The Verilog code is shown below.

If every cycle, all 3 requests are asserted, then this design guarantees fairness across all 3 requests. If, however, only req[2] and req[0] are asserted every cycle, then fairness across req[2] and req[0] breaks:

  1. @cycle0 token[2:0] == 3’b001, then req[0] gets granted;
  2. @cycle1 token[2:0] == 3’b010, then req[2] gets granted;
  3. @cycle2 token[2:0] == 3’b100, then req[2] gets granted again.

Req[0] gets granted once but req[2] gets granted twice for every 3 cycles.

The Right Round-Robin Arbiter Design

Again we assume the round robin arbiter design takes 3 requests, i.e., req[2:0].

Internally, it keeps a 3-bit mask array, i.e., mask[2:0], and it is initialized to 3’b111. The way that the mask gets updated is:

  1. If req[0] is granted, then mask[2:0] becomes 3’b110 and req[0] will be masked in next cycle;
  2. If req[1] is granted, then mask[2:0] becomes 3’b100 and req[1:0] will be masked in next cycle;
  3. If req[2] is granted, then mask[2:0] becomes 3’b000 and all requests are masked in next cycle.

If not all requests are masked out in current cycle, i.e., mask[2:0] != 3’b000, then we use fixed priority arbiter to grant the masked requests; If all requests are masked in current cycle, i.e., mask[2:0] == 3’b000, then we use a simple fixed priority arbiter to grant the raw requests.

The Verilog code is shown below.

It is obvious that this design can guarantee fairness even when not all requests are asserted. For example, only req[2] and req[0] are asserted:

  1. If @cycle0 mask[2:0] = 3’b111, then req[0] is granted;
  2. @cycle1 mask[2:0] == 3’b110, and req[2] is granted;
  3. @cycle2 mask[2:0] == 3’b000, and req[0] is granted;
  4. @cycle3 mask[2:0] == 3’b110, and req[2] is granted.

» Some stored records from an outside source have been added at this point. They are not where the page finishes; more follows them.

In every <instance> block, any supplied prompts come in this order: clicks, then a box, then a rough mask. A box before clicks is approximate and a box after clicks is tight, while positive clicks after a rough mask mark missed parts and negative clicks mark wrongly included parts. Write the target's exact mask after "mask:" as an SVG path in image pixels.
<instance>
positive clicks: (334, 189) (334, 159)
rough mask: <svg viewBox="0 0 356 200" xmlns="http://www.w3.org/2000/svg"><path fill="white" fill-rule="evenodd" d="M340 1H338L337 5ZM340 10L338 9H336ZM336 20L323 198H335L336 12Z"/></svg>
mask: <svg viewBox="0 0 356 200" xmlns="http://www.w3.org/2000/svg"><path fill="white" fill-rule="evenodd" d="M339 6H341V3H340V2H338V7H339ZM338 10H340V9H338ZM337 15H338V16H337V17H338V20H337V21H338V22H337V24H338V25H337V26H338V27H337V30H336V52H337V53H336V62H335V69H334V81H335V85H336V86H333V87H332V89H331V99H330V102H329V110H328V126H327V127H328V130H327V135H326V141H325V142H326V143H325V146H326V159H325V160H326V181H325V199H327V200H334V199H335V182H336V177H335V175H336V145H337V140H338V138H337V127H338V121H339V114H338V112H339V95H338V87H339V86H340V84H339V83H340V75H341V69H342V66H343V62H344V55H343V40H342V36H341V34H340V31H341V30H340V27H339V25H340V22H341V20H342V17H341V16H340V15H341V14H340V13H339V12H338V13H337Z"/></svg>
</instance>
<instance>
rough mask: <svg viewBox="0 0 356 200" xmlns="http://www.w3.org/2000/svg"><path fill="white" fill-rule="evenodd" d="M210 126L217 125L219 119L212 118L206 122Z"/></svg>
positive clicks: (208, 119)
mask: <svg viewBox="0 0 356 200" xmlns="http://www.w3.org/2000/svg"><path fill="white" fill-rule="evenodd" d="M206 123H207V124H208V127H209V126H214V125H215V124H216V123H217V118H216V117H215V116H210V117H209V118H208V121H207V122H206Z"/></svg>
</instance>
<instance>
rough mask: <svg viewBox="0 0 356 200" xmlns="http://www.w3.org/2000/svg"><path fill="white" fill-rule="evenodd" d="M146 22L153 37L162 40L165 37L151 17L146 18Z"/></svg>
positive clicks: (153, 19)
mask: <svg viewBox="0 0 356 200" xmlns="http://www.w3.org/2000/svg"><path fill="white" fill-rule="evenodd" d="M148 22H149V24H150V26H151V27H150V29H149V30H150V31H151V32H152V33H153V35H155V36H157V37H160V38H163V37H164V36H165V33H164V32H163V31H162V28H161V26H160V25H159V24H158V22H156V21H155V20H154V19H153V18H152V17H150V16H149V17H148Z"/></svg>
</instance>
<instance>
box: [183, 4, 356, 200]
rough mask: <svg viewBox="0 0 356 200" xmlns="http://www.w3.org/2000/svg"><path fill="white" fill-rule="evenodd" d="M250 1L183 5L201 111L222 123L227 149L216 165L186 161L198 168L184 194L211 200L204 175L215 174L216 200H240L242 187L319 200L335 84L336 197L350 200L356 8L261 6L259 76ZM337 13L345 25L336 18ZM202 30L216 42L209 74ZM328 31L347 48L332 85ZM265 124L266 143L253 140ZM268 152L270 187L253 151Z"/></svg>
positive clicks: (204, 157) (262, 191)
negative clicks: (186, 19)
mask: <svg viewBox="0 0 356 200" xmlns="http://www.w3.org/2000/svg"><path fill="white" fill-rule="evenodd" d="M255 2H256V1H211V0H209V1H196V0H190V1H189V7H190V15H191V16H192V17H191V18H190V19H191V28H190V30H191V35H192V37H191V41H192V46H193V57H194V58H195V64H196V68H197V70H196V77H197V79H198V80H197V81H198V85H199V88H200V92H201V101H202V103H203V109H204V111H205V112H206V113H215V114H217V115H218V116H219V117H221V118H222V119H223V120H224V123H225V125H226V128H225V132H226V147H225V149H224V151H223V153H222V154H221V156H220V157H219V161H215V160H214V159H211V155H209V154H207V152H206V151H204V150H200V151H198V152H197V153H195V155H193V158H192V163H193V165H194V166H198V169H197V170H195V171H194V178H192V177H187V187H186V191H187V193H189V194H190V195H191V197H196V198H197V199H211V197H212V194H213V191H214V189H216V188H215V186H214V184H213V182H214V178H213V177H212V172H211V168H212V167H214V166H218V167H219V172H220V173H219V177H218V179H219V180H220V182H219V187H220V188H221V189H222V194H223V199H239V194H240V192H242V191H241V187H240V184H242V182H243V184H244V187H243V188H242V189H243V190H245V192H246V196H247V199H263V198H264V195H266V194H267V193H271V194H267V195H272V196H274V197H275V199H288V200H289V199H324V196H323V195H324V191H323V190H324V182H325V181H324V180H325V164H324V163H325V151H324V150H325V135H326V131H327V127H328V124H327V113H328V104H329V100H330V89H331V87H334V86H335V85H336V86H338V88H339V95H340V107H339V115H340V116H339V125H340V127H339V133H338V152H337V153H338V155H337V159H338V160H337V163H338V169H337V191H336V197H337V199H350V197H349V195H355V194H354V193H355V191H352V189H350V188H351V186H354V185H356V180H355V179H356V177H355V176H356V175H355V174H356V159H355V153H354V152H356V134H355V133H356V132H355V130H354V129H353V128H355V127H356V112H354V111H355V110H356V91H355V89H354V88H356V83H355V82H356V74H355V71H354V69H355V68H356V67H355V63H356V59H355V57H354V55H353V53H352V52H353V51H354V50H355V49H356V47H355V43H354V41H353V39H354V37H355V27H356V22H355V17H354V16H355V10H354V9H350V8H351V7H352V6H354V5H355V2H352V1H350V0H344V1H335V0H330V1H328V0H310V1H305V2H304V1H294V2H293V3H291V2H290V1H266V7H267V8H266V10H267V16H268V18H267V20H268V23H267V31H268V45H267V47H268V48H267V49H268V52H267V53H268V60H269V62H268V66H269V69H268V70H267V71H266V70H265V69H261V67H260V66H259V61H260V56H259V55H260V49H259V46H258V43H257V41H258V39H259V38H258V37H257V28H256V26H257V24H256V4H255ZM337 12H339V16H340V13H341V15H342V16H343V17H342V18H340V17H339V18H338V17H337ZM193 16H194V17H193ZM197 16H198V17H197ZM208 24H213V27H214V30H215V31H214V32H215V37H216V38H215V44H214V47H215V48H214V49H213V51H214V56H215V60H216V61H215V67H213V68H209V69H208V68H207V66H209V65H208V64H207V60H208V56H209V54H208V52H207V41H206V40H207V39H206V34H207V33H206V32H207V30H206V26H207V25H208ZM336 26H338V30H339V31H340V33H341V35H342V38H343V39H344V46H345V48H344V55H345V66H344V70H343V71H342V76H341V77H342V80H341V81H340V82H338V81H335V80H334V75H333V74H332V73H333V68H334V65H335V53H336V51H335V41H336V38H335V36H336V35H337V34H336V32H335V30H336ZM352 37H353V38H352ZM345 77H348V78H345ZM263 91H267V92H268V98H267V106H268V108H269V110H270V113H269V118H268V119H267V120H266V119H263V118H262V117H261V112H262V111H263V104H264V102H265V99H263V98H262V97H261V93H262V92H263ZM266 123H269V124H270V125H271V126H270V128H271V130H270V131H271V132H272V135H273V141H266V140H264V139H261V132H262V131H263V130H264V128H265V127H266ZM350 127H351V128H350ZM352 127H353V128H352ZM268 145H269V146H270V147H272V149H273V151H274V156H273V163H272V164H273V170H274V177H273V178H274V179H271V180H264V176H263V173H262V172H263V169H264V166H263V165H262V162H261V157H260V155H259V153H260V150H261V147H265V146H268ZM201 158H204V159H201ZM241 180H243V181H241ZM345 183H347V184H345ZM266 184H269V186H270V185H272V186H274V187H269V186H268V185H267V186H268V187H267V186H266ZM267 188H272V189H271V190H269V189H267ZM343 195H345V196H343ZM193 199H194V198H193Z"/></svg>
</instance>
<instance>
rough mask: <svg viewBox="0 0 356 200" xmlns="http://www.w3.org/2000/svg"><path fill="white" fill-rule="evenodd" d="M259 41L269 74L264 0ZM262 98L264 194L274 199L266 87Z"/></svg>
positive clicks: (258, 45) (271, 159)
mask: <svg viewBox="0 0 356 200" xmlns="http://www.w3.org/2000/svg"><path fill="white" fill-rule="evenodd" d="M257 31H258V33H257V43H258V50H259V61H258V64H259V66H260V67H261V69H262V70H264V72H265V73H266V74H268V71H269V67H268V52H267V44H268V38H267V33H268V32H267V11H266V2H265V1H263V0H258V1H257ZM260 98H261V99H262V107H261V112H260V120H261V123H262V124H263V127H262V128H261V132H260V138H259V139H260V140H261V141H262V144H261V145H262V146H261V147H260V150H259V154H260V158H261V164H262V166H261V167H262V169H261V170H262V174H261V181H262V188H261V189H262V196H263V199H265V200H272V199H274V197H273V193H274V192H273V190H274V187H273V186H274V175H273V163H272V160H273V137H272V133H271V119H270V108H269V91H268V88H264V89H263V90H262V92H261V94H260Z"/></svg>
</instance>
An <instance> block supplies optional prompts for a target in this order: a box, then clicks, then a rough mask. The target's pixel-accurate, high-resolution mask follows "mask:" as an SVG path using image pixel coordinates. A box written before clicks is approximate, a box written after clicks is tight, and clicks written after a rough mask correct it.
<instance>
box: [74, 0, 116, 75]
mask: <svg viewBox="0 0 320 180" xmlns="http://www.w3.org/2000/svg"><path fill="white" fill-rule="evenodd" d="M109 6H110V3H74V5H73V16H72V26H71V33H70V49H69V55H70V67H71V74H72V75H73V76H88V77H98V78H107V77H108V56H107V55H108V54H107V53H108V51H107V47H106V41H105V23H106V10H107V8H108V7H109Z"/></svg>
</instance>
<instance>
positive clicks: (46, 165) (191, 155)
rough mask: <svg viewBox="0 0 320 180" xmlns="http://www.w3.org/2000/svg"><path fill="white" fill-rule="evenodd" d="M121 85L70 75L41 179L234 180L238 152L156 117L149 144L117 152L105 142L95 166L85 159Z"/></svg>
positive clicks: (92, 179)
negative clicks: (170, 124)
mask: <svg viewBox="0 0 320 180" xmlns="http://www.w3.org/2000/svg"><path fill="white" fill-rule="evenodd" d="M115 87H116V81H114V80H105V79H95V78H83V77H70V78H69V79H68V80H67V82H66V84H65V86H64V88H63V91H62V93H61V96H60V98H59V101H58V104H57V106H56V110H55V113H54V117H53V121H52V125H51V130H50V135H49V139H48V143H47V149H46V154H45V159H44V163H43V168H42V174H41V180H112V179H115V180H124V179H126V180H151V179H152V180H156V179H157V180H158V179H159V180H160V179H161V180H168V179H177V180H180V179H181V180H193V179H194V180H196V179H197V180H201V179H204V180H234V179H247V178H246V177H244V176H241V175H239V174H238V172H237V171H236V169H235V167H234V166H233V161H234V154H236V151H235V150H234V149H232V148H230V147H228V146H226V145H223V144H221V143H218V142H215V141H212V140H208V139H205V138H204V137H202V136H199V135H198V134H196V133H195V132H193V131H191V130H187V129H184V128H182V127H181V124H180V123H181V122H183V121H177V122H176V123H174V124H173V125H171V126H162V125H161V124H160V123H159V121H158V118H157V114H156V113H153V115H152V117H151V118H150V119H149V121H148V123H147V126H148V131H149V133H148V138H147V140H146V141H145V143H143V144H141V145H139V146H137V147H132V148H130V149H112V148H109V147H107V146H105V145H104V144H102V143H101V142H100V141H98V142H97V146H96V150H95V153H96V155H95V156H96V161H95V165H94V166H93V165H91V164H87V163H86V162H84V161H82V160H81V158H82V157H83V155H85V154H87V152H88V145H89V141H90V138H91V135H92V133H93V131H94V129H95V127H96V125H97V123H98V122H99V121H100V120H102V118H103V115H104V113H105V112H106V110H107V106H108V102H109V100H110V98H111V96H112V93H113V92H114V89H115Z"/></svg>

Req[0] and req[2] always get granted 50% of the time, respectively.

How to verify the fairness of a round-robin arbiter

A commonly interview question is, how to verify the fairness of a round-robin arbiter. Here we show 3 approaches:

  1. “Coloring” the data pattern for each request, so that testbench can identify which source the data comes from. At the end of the test, count how many requests are granted for each source.
  2. Associate a counter for each request, to keep track of how many requests are granted for each source.
  3. Associate a timing counter for each request, to track how long since the last time the request gets granted. If certain timing counter exceeds a threshold, we can conclude the fairness is broken

Conclusion

Round robin is a simple but effect arbitration scheme, and it established the baseline for weighted round robin arbiter, which we will cover in next post.

6 Comments

  1. In following example, request 0 gets starvation even if we use the right round robin:
    req = 100 & mask= 111 => grant = 100
    req = 010 & mask= 000 => grant = 010
    req = 111 & mask= 100 => grant = 100, while grant should be given to request 1 (grant=001). So, request 1 gets starvation

    1. Hi David, you asked a very interesting question. Round-robin guarantees fairness over long period of time, instead of momentarily. In your case, req 1 will be granted in the next cycle, so there is no actual starvation.

      I think you might be confused about the difference between round-robin and least recently granted. To grant request 1 as soon as it shows up, you’ll need least recently granted arbiter, instead of round-robin arbiter.

  2. Thanks for the post!

    Question on a specific case.
    mask = 3’b110; (or even 3’b100)
    req = 3’b001;
    mask_req = 3’b000;

    Since the mask is non-zero but the mask_req is zero, the arbiter will not grant req[0] until the mask changes to 3’b000, which will not happen unless req[2] is granted. Is my understanding correct?

    I’m wondering if the the final grant should sample mask_req to decide on the grant signal to pick.

    // final grant
    assign grant = (mask*_req* == 3’b000) ? raw_grant : mask_grant;

    1. Hi Adithya,
      You’re right. The final grant should sample the “mask_req” instead of “mask”. I’ll update the code. Thanks for pointing this out!